1. Patch-Level Posterior Sampling Mechanism

The technique involves two principal components:

• Patch-level diffusion prior: The prior is trained by extracting random 256×256 patches from high-resolution Light Stage scans, with each patch comprising concatenated diffuse albedo (3 channels), specular albedo (1 channel), normal (3 channels), and UV coordinates (2 channels). The model is a conditional diffusion model (i.e., a UNet predicting noise at each timestep), which is conditioned on the patch’s UV region to preserve both appearance and pose context.
• Patch-wise posterior sampling for inverse problem: Given multi-view smartphone video (with fixed geometry and lighting), the task is to infer full-resolution reflectance maps such that their renderings match all captured images as well as possible, but restrict the possible outputs to the studio distribution defined by the patch-level prior.

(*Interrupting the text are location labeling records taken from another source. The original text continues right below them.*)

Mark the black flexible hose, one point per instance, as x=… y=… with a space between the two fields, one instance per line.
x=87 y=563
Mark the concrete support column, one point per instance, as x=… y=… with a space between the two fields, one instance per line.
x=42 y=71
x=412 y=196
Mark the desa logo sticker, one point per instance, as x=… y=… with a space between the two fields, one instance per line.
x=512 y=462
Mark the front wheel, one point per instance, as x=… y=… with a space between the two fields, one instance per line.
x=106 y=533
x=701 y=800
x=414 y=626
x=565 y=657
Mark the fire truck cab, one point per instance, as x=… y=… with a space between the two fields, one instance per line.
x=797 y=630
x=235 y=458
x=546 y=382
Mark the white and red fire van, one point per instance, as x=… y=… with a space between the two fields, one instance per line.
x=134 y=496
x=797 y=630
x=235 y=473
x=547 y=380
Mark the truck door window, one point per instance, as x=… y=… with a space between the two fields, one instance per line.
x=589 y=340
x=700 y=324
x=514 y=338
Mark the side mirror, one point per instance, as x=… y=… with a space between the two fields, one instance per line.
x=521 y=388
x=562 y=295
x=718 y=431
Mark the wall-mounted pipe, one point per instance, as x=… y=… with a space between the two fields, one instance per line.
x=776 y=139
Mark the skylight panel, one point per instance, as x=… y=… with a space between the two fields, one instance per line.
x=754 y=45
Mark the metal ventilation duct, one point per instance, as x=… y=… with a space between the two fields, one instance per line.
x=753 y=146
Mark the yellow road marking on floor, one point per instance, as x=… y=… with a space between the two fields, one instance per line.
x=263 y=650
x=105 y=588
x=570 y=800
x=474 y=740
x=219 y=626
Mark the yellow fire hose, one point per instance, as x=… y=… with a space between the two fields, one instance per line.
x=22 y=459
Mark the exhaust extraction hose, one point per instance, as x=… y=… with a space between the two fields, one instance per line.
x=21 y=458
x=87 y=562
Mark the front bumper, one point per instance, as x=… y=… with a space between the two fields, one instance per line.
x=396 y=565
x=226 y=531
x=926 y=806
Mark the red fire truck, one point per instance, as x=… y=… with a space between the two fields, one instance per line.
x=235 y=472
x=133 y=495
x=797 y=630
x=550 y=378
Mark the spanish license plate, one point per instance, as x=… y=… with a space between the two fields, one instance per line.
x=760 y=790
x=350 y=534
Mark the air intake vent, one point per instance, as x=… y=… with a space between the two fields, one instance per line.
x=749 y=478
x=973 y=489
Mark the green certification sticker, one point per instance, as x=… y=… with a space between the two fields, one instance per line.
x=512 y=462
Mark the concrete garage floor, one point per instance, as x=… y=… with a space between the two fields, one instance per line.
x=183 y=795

Due to hardware and dataset constraints, direct diffusion sampling over the entire 4K map is infeasible. The proposed procedure splits the current map into overlapping patches, applies the patch-level DPS (Diffusion Posterior Sampling) step to each patch independently (using UV coordinates for spatial context), and then blends overlaps (with weighted averaging as in Tiled Diffusion) to construct a seamless candidate for the next diffusion iteration.

At each reverse diffusion step $t$:

1. Patch splitting: The full map is divided into overlapping patches of size $p^+ = p + 2p_{pad}$.
2. Patch denoising and guidance: For each patch, a reverse diffusion update is performed:

$$x_{t-1}^{ij+} = \frac{1}{\sqrt{\alpha_t}} \left[ x_t^{ij+} - \frac{1-\alpha_t}{\sqrt{1-\bar{\alpha}_t}} \epsilon_\theta(x_t^{ij+}, t \mid y^{ij+}) \right] + \sigma_t z$$

followed by a gradient update along the photometric loss:

$$x_{t-1}^{ij+} \leftarrow x_{t-1}^{ij+} - \zeta_t \nabla_{x_t^{ij+}} \mathcal{L}_{pho}(\hat{x}_t^{ij+})$$

where $$\mathcal{L}_{pho}(x) = \sum_{i=1}^V \| \mathcal{R}(x, i) - I_i \|_2^2$$, with $V$ being the number of views, $\mathcal{R}$ a differentiable renderer, and $I_i$ the captured images.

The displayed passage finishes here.